Academic Press is exploring this method to provide access to IDEAL by joining the OCLC FirstSearch Electronic Collections Online (ECO) service.  In the {November, 1997 press release} announcing this partnership, it was also announced that ECO will offer over 1,100 journals from 23 publishers.  And, of course, ECO hopes to add a few chocolate and strawberry features to a potentially vanilla database. See below for an example of that.

A second way out of our dilemma would be for the secondary literature such as Biological Abstracts or Current Contents to provide a link somehow between citations in the WWW versions of their databases and publisher full-text databases. An important element to help implement this service is the Digital Object Identifier (DOI) (A unique identification number assigned to online content.) If both a publisher and an index can easily assign a DOI (the same DOI!) to a journal article, then providing a hyperlink from the index to the full-text should also be easy.  {Academic Press} is participating in the online prototype of the DOI announced by the Association of American Publishers.

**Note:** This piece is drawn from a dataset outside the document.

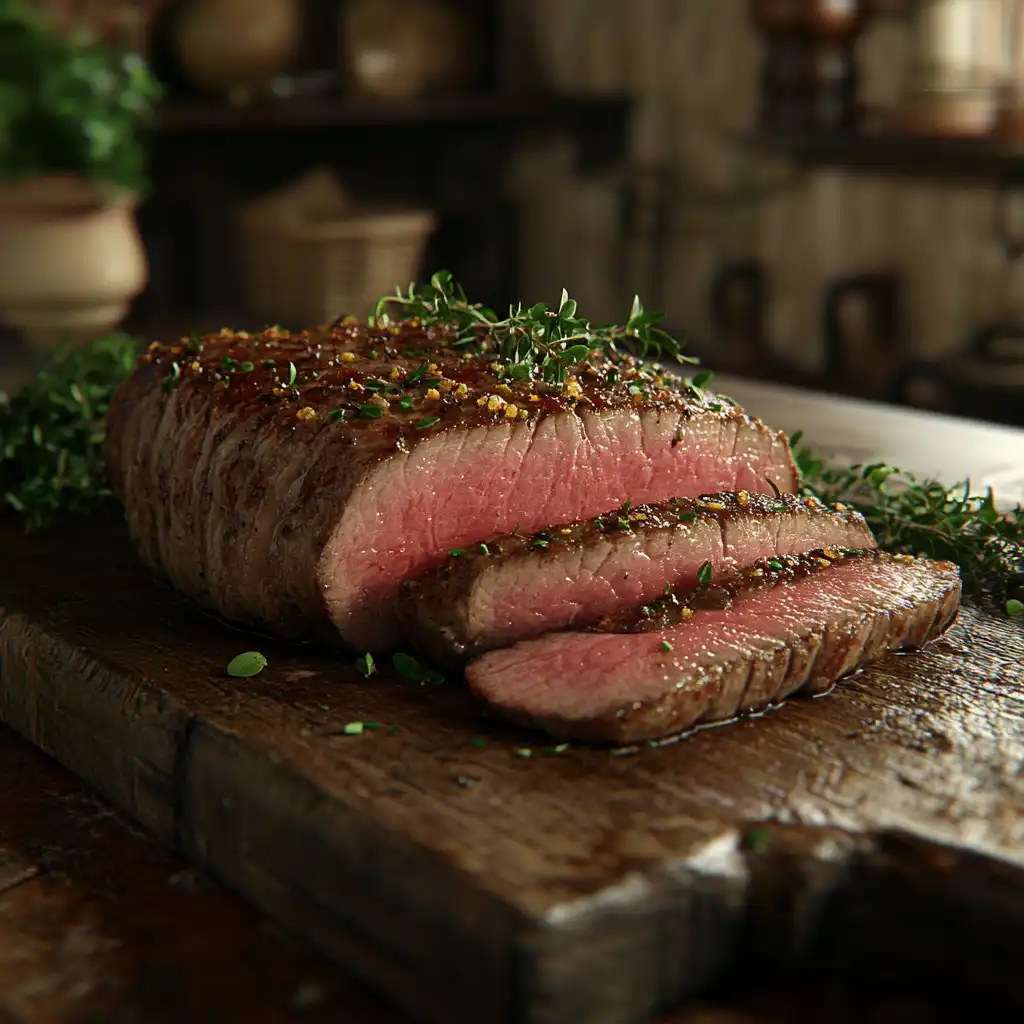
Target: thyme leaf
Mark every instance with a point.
(919, 516)
(530, 342)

Academic Press is also participating in an exciting project of the National Library of Medicine (NLM).  NLM is making MEDLINE available online without charge through PubMed.  PubMed has established direct publisher links, where possible, between MEDLINE abstracts and the publishers of full-text articles.  This is a new program and, as yet, there are not enough links to AP to give this project a good test. And in mid-February, 1998, {BioMedNet ("The world wide club for the biological and medical community")} announced that the MEDLINE it offers on its site will also link directly to articles in IDEAL.

OCLC has also announced that in 1998 it will begin linking the 65 indexing and abstracting databases from the FirstSearch service with the full-text journals available in its own ECO.  Academic Press, as we have seen, will be a part of this.